You can see that the effect upon the soul, therefore, of religious profession, flows from the free decision of the person to respond to a special call to life for God alone. Like marriage, this effect flows from the fact of the individual freely consenting to this life-long commitment. This supreme exercise of one’s spiritual freedom changes the soul only through binding it more closely to God. Of course, to make this commitment, someone does need a special grace from God – a calling or a vocation. In a certain way, this calling also has an effect on the soul: it opens the soul to the possibility of making this radical consecration of one’s entire life. But it doesn’t impart a new character to the soul; the character was already imparted at baptism. Here’s how St. John Paul II expressed it in his Post-Synodal Apostolic Exhortation on the consecrated life, Vita Consecrata (highly recommended reading for a deeper understanding of religious profession and the religious state of life):
[30] In the Church’s tradition religious profession is considered to be a special and fruitful deepening of the consecration received in Baptism, inasmuch as it is the means by which the close union with Christ already begun in Baptism develops in the gift of a fuller, more explicit and authentic configuration to him through the profession of the evangelical counsels. This further consecration, however, differs in a special way from baptismal consecration, of which it is not a necessary consequence.

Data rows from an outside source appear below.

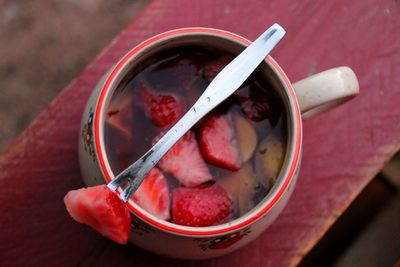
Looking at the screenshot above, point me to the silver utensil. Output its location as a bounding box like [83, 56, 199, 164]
[107, 23, 286, 202]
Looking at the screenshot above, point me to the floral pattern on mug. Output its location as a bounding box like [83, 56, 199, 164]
[193, 227, 251, 251]
[82, 107, 96, 161]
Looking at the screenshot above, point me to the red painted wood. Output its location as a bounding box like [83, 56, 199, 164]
[0, 0, 400, 266]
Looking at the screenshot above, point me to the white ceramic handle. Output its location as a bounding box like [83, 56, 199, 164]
[293, 67, 359, 119]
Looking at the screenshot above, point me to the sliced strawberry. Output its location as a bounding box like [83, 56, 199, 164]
[64, 185, 131, 244]
[106, 92, 133, 138]
[199, 115, 242, 171]
[136, 82, 185, 128]
[172, 184, 232, 226]
[203, 56, 233, 83]
[235, 85, 279, 125]
[154, 131, 212, 187]
[132, 167, 171, 220]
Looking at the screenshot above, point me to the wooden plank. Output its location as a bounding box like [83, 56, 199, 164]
[0, 0, 400, 266]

The purpose of this state of life is to give an especially eloquent testimony, in every period of the Church’s history, of the way of life that Christ chose for himself. This testimony bolsters and nourishes the life of the Church. To quote St. John Paul II again:
[20] The consecrated life, through the prompting of the Holy Spirit, constitutes a closer imitation and an abiding re-enactment in the Church of the way of life which Jesus, the supreme Consecrated One and missionary of the Father for the sake of his Kingdom, embraced and proposed to his disciples.
[32] As a way of showing forth the Church’s holiness, it is to be recognized that the consecrated life, which mirrors Christ’s own way of life, has an objective superiority. Precisely for this reason, it is an especially rich manifestation of Gospel values and a more complete expression of the Church’s purpose, which is the sanctification of humanity.
In short, certain graces and certain free decisions can have a lasting effect on the soul, even though that effect is not sacramental. This is a reflection of the power of human freedom, which many Christian philosophers have described as the power of “self-determination.” When we make a lifelong commitment, it has an effect not only on what happens to us in the future, but on our very identity, on the kind of person we are.
I am certain that this explanation didn’t completely satisfy you. These realities are so rich and lofty that it is impossible to comprehend them completely, as I mentioned at the beginning. And a lot more could be said. But I hope that these reflections have at least given you a bit more light, and pointed you towards some avenues for further reading and reflection.